É uma tensão relacionada à ansiedade de finalização. No caso, finalização do ano. Soma-se a isso a exigência de felicidade nesse período natalino. Vende-se isso. E, se tem alguma coisa que é oposta à felicidade é a exigência.

 

Com o falecimento de parentes é possível afirmar que os festejos de dezembro promovem uma espécie de ressurgimento do luto?

Sim, pois um luto é sempre vivenciado com as perdas anteriores. Então, o final do ano é outro luto, que é do ano que passou, que não fizemos tudo que gostaríamos e que podia ter sido melhor em vários sentidos. E é justamente por um luto estar interligado a outro, que muitas vezes não entendemos a dor do outro. Se não elaboramos determinada perda passada, ela irá reaparecer na perda subsequente. Cada um faz um luto que lhe é peculiar.

 

Lembrei-me agora do conto de Mario de Andrade chamado 'O peru de Natal'. Nele, uma família senta-se a mesa para desfrutar de um peru na noite de Natal após o falecimento, meses antes, do patriarca descrito como 'medíocre [...] desmancha prazeres', mas que após a morte, torna-se 'santo'. Então, por uma 'loucura' de um dos filhos, a família reúne-se, apesar da morte que a antecedeu. É como se as pessoas não mais pudessem confraternizar nada após uma perda. É claro que precisamos elaborar nossos lutos, mas isso não precisa ser na solidão. Cada um sente a dor da perda de uma forma, e é melhor falar disso do que isolar-se. Ficar só nesse momento só aumenta o mal-estar.

 

Uma outra hipótese dessa tristeza é a sensação de frustração e de metas não atingidas durante o ano que passou, além das dificuldades financeiras que surgem logo em janeiro. Por quê isso acontece?

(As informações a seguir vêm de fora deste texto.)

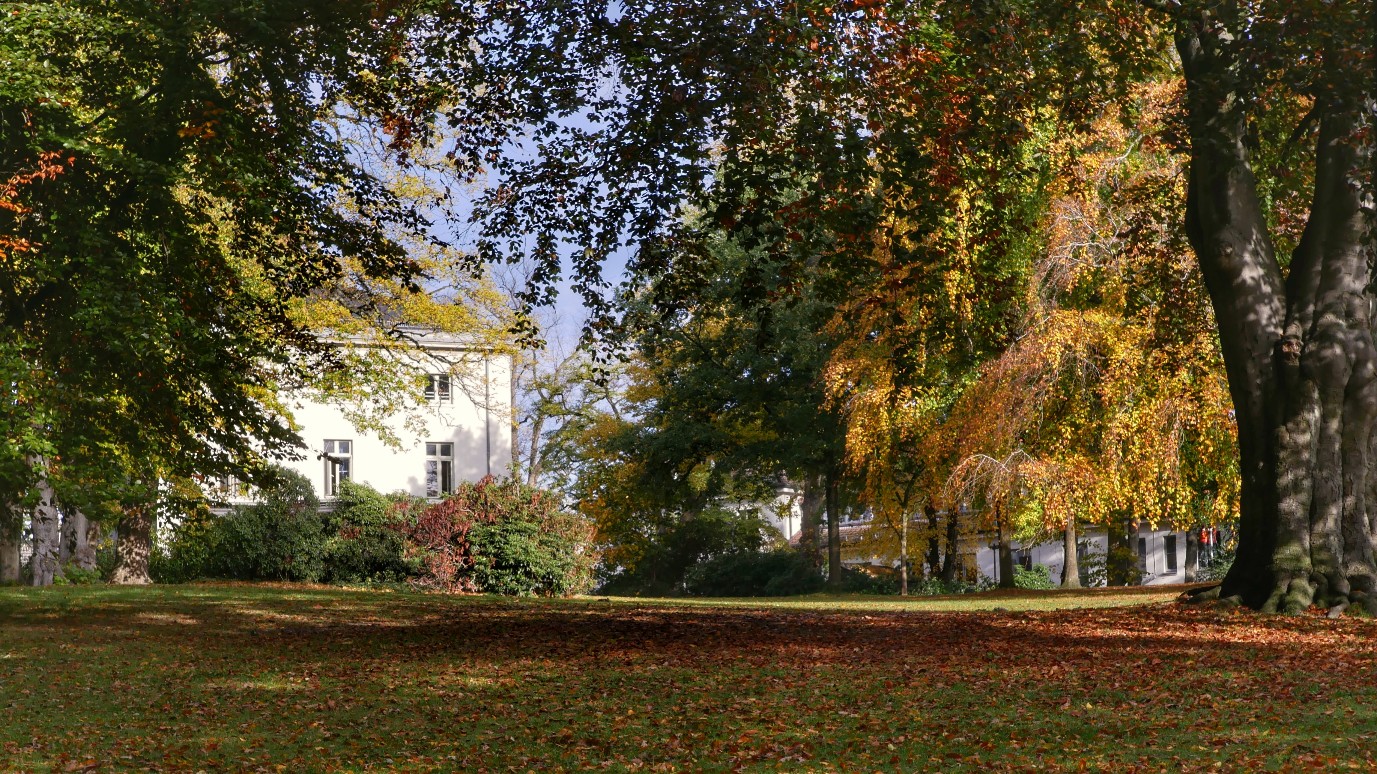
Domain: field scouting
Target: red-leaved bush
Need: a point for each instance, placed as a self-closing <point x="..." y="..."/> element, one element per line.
<point x="501" y="536"/>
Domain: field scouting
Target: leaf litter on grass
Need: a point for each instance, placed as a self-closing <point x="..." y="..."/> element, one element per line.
<point x="251" y="678"/>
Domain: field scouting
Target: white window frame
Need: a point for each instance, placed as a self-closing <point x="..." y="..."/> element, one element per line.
<point x="439" y="389"/>
<point x="439" y="468"/>
<point x="339" y="464"/>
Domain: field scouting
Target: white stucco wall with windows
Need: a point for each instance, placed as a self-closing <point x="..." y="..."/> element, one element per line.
<point x="464" y="429"/>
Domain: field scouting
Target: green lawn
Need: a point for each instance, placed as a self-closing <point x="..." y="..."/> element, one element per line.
<point x="292" y="678"/>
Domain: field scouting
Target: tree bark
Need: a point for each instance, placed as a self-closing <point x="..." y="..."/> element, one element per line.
<point x="1005" y="552"/>
<point x="79" y="536"/>
<point x="1300" y="356"/>
<point x="952" y="561"/>
<point x="134" y="547"/>
<point x="1193" y="555"/>
<point x="833" y="533"/>
<point x="1070" y="563"/>
<point x="1120" y="563"/>
<point x="904" y="554"/>
<point x="11" y="535"/>
<point x="934" y="557"/>
<point x="810" y="517"/>
<point x="47" y="536"/>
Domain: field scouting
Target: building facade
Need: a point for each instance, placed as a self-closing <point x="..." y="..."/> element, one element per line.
<point x="456" y="427"/>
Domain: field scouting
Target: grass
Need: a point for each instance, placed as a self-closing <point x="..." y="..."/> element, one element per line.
<point x="244" y="678"/>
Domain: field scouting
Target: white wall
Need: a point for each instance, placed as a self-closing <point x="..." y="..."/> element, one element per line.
<point x="477" y="420"/>
<point x="1049" y="554"/>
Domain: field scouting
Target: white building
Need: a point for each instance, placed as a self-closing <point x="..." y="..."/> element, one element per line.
<point x="1161" y="554"/>
<point x="456" y="427"/>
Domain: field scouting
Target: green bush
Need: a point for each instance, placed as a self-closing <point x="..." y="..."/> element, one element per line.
<point x="1219" y="568"/>
<point x="663" y="557"/>
<point x="189" y="551"/>
<point x="775" y="573"/>
<point x="365" y="537"/>
<point x="1036" y="577"/>
<point x="870" y="580"/>
<point x="501" y="537"/>
<point x="280" y="537"/>
<point x="938" y="587"/>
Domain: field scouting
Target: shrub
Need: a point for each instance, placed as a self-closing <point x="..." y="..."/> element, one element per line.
<point x="870" y="580"/>
<point x="280" y="537"/>
<point x="364" y="537"/>
<point x="1036" y="577"/>
<point x="501" y="537"/>
<point x="775" y="573"/>
<point x="1219" y="568"/>
<point x="189" y="552"/>
<point x="938" y="587"/>
<point x="658" y="562"/>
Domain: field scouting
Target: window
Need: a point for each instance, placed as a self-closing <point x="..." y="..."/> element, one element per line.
<point x="230" y="488"/>
<point x="438" y="389"/>
<point x="338" y="457"/>
<point x="1023" y="558"/>
<point x="439" y="470"/>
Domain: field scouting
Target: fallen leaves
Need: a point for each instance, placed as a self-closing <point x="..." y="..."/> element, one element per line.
<point x="346" y="679"/>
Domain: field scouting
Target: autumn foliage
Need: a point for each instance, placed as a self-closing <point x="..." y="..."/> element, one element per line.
<point x="501" y="537"/>
<point x="256" y="678"/>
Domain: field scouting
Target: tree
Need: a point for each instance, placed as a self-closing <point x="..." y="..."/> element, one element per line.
<point x="175" y="181"/>
<point x="672" y="88"/>
<point x="1297" y="338"/>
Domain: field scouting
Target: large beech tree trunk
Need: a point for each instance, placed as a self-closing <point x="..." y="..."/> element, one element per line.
<point x="1299" y="349"/>
<point x="47" y="536"/>
<point x="11" y="532"/>
<point x="77" y="540"/>
<point x="134" y="546"/>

Fora as contas a pagar, nessa época há o estímulo ao consumo desenfreado intensificado, e mais ainda com as redes sociais. Promete-se uma felicidade, que no final das contas é efêmera, pois no momento seguinte aquilo já se torna obsoleto. Lacan, psicanalista francês, nos diz que todo desejo implica uma falta. Por isso, não há como desejar o que já temos. Logo após, percebemos que o que desejamos é sempre outra coisa.

 

O que é possível fazer para driblar estes sentimentos tristes?

Penso que é preciso elaborar esses sentimentos. Saber de onde vêm e com o que estão ligados. Também é preciso saber que uma escolha mesmo que forçada é sempre uma escolha. Nós podemos sim escolher com quem passar essas datas, sem que nos sintamos 'obrigados' a estar com quem não nos faz bem. E se, ao final, nossa escolha for de estar com a família, saibamos que não precisamos resolver as neuroses de outrem. Já é tão difícil lidar com as nossas próprias neuroses. Se ainda tivermos que manejar a neurose alheia, a coisa fica ainda mais complicada.

 

Ignorar os sintomas desse estado pode culminar em algo mais grave?

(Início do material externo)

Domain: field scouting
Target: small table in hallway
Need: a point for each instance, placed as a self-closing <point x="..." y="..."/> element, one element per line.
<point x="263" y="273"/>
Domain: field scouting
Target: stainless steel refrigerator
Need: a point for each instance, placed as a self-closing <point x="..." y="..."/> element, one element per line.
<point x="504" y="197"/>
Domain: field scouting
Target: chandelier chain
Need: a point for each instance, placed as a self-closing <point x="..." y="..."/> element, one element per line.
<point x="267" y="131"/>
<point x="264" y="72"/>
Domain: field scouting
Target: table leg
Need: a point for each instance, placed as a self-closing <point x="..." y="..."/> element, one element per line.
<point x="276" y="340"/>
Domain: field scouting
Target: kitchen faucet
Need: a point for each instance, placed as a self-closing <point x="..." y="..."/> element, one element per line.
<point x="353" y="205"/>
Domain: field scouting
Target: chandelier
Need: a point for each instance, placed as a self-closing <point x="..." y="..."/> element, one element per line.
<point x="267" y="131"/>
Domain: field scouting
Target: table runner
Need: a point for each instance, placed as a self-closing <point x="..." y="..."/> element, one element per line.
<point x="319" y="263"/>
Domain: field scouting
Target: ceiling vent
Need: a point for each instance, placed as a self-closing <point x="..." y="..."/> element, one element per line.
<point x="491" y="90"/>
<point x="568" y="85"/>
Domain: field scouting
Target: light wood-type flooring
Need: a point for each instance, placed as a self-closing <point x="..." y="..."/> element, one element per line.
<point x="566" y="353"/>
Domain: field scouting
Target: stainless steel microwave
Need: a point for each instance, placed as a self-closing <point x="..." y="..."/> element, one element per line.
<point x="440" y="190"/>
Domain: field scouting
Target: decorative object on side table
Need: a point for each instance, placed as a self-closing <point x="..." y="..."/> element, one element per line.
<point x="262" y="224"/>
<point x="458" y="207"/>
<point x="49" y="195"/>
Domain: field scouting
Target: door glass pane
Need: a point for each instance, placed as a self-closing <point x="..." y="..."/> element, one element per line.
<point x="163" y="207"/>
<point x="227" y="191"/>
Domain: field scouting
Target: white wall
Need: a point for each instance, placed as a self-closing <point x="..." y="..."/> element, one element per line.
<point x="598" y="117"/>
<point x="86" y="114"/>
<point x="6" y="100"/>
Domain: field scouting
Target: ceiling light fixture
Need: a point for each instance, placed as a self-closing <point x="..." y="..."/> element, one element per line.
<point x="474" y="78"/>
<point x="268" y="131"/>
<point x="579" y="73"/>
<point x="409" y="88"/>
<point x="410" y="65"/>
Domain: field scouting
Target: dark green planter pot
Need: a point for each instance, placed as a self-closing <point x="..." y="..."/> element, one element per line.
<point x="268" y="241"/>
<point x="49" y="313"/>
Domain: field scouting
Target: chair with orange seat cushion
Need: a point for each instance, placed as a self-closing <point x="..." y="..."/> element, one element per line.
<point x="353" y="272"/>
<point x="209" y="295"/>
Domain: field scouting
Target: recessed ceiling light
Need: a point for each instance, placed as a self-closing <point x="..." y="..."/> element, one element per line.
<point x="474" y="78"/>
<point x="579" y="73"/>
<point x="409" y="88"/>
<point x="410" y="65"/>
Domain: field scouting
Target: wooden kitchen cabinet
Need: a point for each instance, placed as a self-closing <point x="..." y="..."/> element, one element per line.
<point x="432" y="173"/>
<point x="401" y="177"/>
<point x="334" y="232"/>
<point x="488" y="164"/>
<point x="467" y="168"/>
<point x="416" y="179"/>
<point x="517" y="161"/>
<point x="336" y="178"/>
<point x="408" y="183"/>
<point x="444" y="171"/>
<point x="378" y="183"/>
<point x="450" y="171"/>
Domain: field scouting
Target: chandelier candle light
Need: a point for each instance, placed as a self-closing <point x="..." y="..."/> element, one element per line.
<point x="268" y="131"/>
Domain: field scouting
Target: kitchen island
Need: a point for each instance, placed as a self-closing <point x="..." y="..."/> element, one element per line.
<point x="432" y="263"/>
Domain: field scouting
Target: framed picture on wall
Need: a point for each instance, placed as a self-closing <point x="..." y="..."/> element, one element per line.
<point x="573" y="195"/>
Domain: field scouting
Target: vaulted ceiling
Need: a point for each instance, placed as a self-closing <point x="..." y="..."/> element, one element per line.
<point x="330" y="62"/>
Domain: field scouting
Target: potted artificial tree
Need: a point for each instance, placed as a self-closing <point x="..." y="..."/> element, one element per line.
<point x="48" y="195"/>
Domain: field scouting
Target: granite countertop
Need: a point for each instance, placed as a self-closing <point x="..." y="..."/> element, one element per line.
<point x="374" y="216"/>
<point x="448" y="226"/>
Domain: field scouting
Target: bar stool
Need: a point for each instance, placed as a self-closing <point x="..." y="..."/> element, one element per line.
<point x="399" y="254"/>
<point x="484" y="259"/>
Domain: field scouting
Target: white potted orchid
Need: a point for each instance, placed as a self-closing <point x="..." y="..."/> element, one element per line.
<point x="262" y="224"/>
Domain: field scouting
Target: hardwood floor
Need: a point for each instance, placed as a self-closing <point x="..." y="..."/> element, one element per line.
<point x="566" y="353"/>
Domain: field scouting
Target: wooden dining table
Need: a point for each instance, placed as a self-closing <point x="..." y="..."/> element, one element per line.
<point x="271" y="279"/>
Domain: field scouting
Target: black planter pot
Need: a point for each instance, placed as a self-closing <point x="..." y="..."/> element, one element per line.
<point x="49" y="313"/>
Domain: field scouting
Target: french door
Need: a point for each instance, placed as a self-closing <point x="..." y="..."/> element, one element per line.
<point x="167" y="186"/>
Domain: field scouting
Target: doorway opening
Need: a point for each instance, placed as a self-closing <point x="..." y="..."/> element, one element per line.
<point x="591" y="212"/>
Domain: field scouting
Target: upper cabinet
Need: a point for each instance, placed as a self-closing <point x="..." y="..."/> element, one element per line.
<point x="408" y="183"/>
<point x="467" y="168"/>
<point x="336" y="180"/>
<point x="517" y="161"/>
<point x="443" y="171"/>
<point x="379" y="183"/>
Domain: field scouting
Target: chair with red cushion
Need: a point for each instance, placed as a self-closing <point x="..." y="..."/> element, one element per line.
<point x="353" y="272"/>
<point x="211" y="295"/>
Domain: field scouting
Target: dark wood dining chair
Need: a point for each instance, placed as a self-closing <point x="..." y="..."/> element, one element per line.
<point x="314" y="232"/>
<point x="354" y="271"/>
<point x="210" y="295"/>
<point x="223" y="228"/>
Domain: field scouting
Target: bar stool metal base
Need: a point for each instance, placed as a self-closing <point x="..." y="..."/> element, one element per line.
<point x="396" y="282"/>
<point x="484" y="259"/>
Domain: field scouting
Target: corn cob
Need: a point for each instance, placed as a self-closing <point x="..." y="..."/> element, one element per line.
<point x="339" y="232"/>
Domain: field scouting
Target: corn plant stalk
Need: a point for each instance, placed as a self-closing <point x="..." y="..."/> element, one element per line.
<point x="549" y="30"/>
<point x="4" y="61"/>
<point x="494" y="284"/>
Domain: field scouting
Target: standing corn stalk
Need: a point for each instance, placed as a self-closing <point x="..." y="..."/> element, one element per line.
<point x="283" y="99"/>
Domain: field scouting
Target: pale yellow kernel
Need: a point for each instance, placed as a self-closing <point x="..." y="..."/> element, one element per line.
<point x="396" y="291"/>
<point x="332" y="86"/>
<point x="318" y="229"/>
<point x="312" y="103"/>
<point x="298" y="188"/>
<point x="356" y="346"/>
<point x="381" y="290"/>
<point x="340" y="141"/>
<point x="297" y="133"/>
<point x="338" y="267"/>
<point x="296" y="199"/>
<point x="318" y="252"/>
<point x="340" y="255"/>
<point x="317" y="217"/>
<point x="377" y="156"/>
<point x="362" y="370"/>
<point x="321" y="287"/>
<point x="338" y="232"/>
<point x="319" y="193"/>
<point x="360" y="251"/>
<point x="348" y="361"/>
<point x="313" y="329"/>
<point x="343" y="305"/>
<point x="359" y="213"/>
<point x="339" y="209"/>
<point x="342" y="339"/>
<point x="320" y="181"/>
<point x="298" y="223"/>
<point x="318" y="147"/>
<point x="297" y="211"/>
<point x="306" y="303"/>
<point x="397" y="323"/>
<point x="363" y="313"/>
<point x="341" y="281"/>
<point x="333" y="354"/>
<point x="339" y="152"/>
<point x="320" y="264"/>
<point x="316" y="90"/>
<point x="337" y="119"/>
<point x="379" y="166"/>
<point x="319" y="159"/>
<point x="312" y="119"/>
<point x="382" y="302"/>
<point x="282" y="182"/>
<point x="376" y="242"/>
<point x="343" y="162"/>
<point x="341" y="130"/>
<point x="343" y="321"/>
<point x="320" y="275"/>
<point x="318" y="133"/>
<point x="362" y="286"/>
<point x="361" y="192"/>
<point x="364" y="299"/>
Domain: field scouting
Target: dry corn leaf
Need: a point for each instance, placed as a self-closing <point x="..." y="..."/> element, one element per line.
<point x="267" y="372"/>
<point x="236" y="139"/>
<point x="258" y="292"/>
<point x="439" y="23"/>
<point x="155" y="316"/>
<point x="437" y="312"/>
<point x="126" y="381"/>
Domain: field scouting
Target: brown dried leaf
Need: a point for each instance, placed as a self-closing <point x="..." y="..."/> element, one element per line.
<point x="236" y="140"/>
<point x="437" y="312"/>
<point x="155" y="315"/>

Sim, acredito que há sempre um luto que é normal, e uma tristeza e introspecção também. Não é ignorando que esses sentimentos deixam de existir. Ao contrário, é preciso elaborá-los. Freud nos ensinou que precisamos recordar e elaborar isso para deixar de repetir de forma inconsciente.

 

O número de pessoas em busca de terapia aumenta nesta época ou logo no começo do ano?

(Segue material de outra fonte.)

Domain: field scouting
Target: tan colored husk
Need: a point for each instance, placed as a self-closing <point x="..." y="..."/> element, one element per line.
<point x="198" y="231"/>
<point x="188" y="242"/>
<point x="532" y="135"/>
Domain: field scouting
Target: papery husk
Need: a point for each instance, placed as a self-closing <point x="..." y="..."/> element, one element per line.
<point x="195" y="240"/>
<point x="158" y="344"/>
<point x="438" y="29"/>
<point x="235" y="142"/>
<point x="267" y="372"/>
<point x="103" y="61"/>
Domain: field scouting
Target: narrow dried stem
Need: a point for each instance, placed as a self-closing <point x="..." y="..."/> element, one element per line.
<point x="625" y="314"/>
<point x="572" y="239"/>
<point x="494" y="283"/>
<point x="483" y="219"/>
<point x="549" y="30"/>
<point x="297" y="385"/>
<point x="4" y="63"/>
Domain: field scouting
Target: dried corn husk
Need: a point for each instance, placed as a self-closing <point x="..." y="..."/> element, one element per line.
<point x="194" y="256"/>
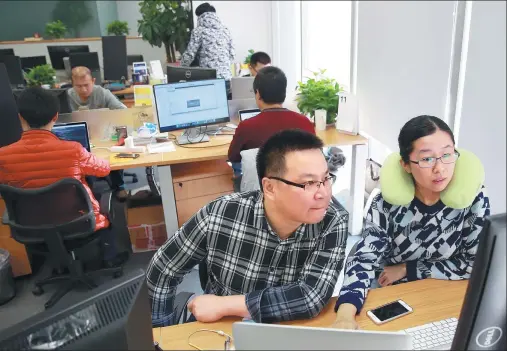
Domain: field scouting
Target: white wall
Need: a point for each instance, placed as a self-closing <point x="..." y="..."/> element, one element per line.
<point x="403" y="63"/>
<point x="249" y="23"/>
<point x="482" y="125"/>
<point x="287" y="43"/>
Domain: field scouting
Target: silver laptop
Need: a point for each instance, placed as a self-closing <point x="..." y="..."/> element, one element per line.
<point x="249" y="113"/>
<point x="242" y="88"/>
<point x="258" y="336"/>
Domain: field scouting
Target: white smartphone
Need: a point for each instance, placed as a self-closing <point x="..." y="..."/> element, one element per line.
<point x="389" y="311"/>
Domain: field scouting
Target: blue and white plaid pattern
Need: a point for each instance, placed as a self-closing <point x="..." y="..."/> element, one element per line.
<point x="434" y="241"/>
<point x="282" y="279"/>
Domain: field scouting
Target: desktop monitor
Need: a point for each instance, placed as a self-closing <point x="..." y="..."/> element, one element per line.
<point x="482" y="319"/>
<point x="30" y="62"/>
<point x="86" y="59"/>
<point x="242" y="88"/>
<point x="134" y="58"/>
<point x="11" y="126"/>
<point x="114" y="57"/>
<point x="57" y="53"/>
<point x="73" y="131"/>
<point x="14" y="71"/>
<point x="191" y="104"/>
<point x="179" y="74"/>
<point x="6" y="52"/>
<point x="114" y="316"/>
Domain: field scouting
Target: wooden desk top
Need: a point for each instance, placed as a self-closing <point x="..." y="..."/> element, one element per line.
<point x="216" y="148"/>
<point x="431" y="299"/>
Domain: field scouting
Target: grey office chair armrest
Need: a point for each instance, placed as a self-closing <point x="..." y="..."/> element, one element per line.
<point x="5" y="218"/>
<point x="106" y="207"/>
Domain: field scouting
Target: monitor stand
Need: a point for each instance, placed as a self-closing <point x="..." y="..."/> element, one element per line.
<point x="193" y="136"/>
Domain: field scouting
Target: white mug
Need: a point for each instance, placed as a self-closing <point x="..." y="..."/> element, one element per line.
<point x="320" y="119"/>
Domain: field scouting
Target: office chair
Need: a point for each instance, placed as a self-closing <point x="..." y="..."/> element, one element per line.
<point x="57" y="221"/>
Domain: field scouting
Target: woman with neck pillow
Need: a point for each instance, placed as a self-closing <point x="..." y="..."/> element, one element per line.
<point x="411" y="231"/>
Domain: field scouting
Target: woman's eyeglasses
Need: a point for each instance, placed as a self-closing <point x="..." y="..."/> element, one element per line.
<point x="430" y="162"/>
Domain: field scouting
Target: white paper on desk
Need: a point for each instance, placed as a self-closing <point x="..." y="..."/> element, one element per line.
<point x="157" y="148"/>
<point x="347" y="120"/>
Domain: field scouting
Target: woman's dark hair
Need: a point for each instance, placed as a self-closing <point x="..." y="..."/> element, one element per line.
<point x="203" y="8"/>
<point x="419" y="127"/>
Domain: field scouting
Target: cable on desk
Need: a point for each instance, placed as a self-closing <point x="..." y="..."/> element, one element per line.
<point x="227" y="343"/>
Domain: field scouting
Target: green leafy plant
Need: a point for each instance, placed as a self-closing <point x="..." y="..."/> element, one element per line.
<point x="40" y="75"/>
<point x="118" y="28"/>
<point x="75" y="15"/>
<point x="319" y="93"/>
<point x="249" y="56"/>
<point x="166" y="22"/>
<point x="56" y="29"/>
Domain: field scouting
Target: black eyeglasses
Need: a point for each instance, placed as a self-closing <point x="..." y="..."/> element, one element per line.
<point x="430" y="162"/>
<point x="312" y="185"/>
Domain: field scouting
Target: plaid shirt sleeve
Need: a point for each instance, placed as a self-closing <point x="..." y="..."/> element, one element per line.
<point x="172" y="261"/>
<point x="309" y="295"/>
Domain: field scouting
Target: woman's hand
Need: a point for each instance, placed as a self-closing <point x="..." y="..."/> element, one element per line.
<point x="345" y="317"/>
<point x="392" y="274"/>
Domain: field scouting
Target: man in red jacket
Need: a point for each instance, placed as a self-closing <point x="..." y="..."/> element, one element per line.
<point x="270" y="87"/>
<point x="39" y="158"/>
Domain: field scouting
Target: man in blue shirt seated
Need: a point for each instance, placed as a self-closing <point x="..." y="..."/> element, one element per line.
<point x="272" y="254"/>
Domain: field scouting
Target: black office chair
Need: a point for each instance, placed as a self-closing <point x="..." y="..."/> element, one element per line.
<point x="58" y="222"/>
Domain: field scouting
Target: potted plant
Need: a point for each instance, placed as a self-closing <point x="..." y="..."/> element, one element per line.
<point x="319" y="93"/>
<point x="166" y="22"/>
<point x="118" y="28"/>
<point x="41" y="75"/>
<point x="56" y="29"/>
<point x="249" y="56"/>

Algumas pessoas acabam procurando a terapia, pois é um período de introspecção. O que é um fator que leva algumas pessoas a procurarem um tratamento. Mas, normalmente, é um período em que as pessoas 'tiram umas férias' de suas análises, porque viajam, ou recebem visitas, ou porque estão cansadas. E como tudo no Brasil começa depois do carnaval... esse retorno também ocorre nesse período.